Z mojego punktu widzenia podbicie rzeczywiście pozwala szybciej usłyszeć strzały czy przeciwnika, jednak jednocześnie wpływa negatywnie na sprawność lokalizacji go w panoramie dźwiękowej tworzonej przez systemy dźwięku przestrzennego Dolby ATMOS for Headphones czy przez DTS Headphones:X. Mając do wyboru obie funkcje, z reguły decydowałem się raczej na dźwięk przestrzenny niż Superhuman Hearing. Uważam natomiast, że warto mu dać szansę, jeśli nie korzystamy z Dolby lub DTS. System wymyślony przez Turtle Beach działa podobnie (a na pewno nie gorzej) jak Scout Mode z urządzeń dźwiękowych Creative’a, ale wyraźnie mniej dokładnie niż bardziej zaawansowany Super X-Fi: Battle, bazujący na reprodukcji holograficznej.

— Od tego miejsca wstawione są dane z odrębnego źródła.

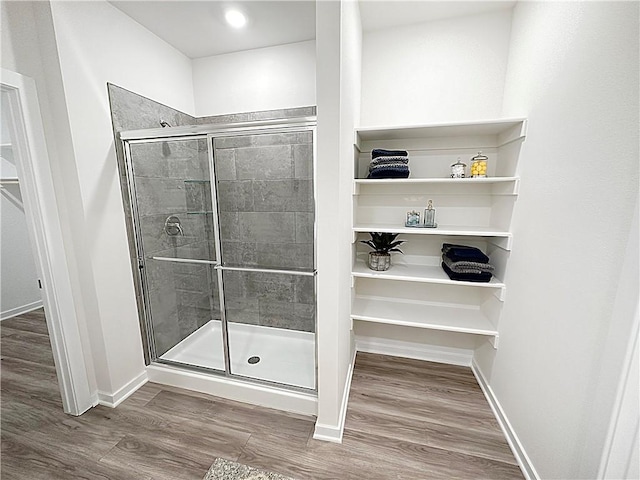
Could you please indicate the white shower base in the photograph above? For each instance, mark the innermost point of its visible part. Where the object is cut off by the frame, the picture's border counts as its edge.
(286, 356)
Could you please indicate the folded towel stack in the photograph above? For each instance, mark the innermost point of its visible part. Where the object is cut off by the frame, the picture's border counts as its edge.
(389, 164)
(465, 263)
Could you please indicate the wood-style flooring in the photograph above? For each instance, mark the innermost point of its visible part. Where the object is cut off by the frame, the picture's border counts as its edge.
(406, 419)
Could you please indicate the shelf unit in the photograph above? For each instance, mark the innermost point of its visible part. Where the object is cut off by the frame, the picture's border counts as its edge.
(415, 291)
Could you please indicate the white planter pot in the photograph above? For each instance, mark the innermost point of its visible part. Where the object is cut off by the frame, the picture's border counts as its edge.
(379, 261)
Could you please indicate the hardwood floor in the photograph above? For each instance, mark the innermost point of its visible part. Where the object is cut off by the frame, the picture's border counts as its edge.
(406, 420)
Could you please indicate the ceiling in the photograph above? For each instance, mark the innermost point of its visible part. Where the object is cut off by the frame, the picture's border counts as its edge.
(198, 29)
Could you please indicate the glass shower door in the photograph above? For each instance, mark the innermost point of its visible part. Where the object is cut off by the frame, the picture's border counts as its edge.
(175, 228)
(264, 183)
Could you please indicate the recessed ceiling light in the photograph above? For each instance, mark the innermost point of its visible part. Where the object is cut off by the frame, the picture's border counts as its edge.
(235, 18)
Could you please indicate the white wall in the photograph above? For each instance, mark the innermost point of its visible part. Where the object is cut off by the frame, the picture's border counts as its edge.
(338, 54)
(269, 78)
(447, 70)
(573, 71)
(29, 48)
(18, 277)
(98, 44)
(19, 290)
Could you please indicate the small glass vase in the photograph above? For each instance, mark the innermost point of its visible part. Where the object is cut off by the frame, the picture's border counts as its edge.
(379, 261)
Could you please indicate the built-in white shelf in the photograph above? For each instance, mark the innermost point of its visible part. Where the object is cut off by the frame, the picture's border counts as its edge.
(9, 181)
(427, 181)
(416, 291)
(486, 186)
(415, 314)
(503, 238)
(504, 130)
(417, 273)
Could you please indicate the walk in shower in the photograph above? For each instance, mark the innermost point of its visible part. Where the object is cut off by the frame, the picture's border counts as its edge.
(223, 220)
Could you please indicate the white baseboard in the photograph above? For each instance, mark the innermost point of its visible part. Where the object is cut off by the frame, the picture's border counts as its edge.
(232, 389)
(333, 433)
(14, 312)
(418, 351)
(115, 399)
(517, 448)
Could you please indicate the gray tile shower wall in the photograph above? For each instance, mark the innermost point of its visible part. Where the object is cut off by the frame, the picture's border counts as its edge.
(266, 199)
(266, 213)
(270, 299)
(261, 115)
(130, 111)
(266, 210)
(178, 186)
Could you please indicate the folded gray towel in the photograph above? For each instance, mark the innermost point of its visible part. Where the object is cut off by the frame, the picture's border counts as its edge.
(467, 267)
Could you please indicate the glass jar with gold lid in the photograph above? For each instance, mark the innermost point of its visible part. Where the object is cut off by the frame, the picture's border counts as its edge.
(479, 166)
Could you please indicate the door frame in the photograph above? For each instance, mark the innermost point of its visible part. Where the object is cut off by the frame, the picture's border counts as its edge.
(45, 232)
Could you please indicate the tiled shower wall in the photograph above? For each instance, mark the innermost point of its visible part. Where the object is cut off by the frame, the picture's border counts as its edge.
(130, 111)
(265, 191)
(172, 179)
(184, 296)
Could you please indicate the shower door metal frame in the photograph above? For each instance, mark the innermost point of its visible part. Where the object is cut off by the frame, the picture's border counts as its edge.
(211, 132)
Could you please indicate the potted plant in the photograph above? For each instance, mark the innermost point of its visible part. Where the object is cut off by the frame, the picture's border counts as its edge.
(383, 244)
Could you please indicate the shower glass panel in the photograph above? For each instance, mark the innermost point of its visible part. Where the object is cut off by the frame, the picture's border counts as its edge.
(173, 209)
(264, 183)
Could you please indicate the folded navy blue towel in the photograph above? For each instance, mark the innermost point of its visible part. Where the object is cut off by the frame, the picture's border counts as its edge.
(467, 277)
(467, 267)
(381, 152)
(387, 160)
(464, 253)
(385, 171)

Jedyną wadą systemu dźwiękowego Turtle Beach Recon, jaką zauważyłem, jest stosunkowo wysoki poziom szumów własnych urządzenia. Słychać go dość wyraźnie, wyraźniej niż z kontrolera Microsoftu. W praktyce nie ma to jednak większego znaczenia, gdyż podczas gry szum z pewnością będzie poniżej progu percepcji, a muzyki poza scenariuszami typowo testowymi za jego pomocą raczej nie będziemy słuchać.
Warto czy nie?
Turtle Beach Recon jest świetnie wyprofilowany i, dzięki okładzinom, leży bardzo wygodnie w dłoni. Ma bardzo przyzwoite wibracje i w ogóle gra się nim bardzo przyjemnie, o ile oczywiście nie przeszkadza nam kabel. W moim przypadku ten typ podłączenia do konsoli okazał się bardzo niepraktyczny (ale, jak wspominałem, dobrze się sprawdził z PC, tyle że tam nie potrzebuję dźwięku z pada) i doprawdy chętnie bym dopłacił do wersji bezprzewodowej, szczególnie że cena przewodowego pada jest raczej atrakcyjna.

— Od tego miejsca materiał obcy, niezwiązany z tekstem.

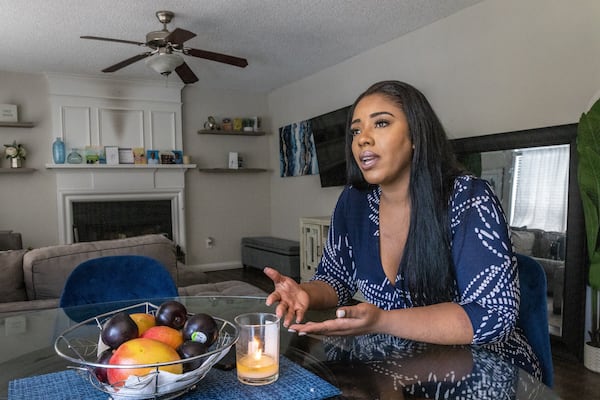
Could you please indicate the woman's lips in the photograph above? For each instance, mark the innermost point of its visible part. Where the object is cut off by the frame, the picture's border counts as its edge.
(368, 159)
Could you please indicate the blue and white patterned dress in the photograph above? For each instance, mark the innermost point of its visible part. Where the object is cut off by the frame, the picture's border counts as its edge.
(485, 269)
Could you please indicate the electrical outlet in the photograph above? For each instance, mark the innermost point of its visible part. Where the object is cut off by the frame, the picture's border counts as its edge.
(210, 242)
(15, 325)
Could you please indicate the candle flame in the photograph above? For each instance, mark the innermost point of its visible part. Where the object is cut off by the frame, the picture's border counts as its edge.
(257, 353)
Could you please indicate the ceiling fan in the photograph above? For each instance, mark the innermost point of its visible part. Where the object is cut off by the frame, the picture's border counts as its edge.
(164, 46)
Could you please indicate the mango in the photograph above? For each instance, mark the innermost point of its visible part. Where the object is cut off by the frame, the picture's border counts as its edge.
(141, 351)
(143, 321)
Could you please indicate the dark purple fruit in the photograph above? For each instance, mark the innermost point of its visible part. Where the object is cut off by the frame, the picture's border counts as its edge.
(201, 328)
(190, 349)
(119, 329)
(103, 359)
(171, 313)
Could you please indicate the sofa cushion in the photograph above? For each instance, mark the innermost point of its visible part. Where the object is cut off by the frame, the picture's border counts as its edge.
(46, 269)
(12, 286)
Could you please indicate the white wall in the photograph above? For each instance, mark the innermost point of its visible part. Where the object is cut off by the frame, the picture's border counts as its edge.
(500, 65)
(28, 201)
(225, 207)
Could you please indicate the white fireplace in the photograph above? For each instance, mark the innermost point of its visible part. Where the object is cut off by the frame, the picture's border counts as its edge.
(85, 183)
(100, 111)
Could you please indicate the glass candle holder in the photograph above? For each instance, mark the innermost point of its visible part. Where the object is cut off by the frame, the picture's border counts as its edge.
(257, 348)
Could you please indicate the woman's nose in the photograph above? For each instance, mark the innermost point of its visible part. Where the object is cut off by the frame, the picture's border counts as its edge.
(364, 137)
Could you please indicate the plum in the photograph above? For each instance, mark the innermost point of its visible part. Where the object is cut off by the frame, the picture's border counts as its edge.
(189, 349)
(119, 329)
(201, 328)
(171, 313)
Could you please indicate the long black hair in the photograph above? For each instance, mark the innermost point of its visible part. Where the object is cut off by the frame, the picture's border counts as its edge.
(426, 266)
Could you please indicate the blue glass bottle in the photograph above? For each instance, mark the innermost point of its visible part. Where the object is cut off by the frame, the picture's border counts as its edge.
(58, 151)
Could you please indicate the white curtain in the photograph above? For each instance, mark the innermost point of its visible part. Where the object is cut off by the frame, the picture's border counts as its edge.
(540, 188)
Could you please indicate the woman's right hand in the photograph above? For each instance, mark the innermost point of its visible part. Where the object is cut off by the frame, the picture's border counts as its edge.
(293, 300)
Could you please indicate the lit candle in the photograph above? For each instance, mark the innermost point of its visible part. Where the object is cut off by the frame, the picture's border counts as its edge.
(255, 364)
(257, 349)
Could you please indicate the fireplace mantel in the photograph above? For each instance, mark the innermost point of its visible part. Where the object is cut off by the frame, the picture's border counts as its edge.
(82, 182)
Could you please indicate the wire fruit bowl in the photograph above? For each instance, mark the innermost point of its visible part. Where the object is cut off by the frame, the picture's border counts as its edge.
(81, 344)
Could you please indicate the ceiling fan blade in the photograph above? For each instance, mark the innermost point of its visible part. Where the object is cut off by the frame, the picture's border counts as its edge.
(127, 62)
(112, 40)
(224, 58)
(178, 36)
(186, 74)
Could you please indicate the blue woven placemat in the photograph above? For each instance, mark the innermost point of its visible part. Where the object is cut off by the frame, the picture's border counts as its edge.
(294, 382)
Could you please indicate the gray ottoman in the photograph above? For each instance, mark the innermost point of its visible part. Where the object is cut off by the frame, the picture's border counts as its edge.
(268, 251)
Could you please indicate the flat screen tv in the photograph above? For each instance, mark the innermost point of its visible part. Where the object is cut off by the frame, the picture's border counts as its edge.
(329, 134)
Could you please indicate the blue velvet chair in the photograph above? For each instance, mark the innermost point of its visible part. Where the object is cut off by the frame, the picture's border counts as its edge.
(112, 279)
(533, 313)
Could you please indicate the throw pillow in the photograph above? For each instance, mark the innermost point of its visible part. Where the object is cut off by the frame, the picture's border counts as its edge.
(12, 284)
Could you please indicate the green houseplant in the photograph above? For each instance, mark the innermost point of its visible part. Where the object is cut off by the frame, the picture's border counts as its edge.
(588, 149)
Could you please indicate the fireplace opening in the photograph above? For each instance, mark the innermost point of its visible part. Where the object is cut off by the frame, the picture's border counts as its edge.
(106, 220)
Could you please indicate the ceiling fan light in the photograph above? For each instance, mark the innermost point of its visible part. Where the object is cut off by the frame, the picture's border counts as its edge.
(164, 63)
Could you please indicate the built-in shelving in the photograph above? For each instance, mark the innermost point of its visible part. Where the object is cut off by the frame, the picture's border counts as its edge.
(231, 170)
(235, 133)
(17, 124)
(120, 166)
(16, 170)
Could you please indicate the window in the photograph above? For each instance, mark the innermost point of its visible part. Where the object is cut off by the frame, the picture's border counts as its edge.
(540, 188)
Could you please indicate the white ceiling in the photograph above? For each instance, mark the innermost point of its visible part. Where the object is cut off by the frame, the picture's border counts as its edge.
(283, 40)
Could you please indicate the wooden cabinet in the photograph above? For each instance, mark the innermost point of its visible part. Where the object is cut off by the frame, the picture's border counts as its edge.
(313, 236)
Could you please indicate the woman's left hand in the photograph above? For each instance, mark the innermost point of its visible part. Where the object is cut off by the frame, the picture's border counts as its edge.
(351, 320)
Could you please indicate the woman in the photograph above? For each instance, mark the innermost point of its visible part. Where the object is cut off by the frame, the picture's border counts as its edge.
(427, 245)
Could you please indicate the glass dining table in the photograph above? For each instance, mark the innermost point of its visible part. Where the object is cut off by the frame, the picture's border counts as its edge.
(361, 367)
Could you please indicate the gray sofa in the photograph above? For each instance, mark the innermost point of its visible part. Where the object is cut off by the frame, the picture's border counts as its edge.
(548, 249)
(33, 279)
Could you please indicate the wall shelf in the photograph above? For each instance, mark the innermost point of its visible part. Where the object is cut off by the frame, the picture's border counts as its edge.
(231, 170)
(17, 124)
(16, 170)
(235, 133)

Recon został pomyślany dla użytkowników kablowych słuchawek i tacy powinni po niego sięgnąć. Gracze korzystający z bezprzewodowych zestawów, takich jak Microsoft Xbox Wireless Headset czy Beoplay Portal, nie skorzystają z najciekawszych funkcji kontrolera i powinni skierować swoją uwagę w kierunku innych urządzeń.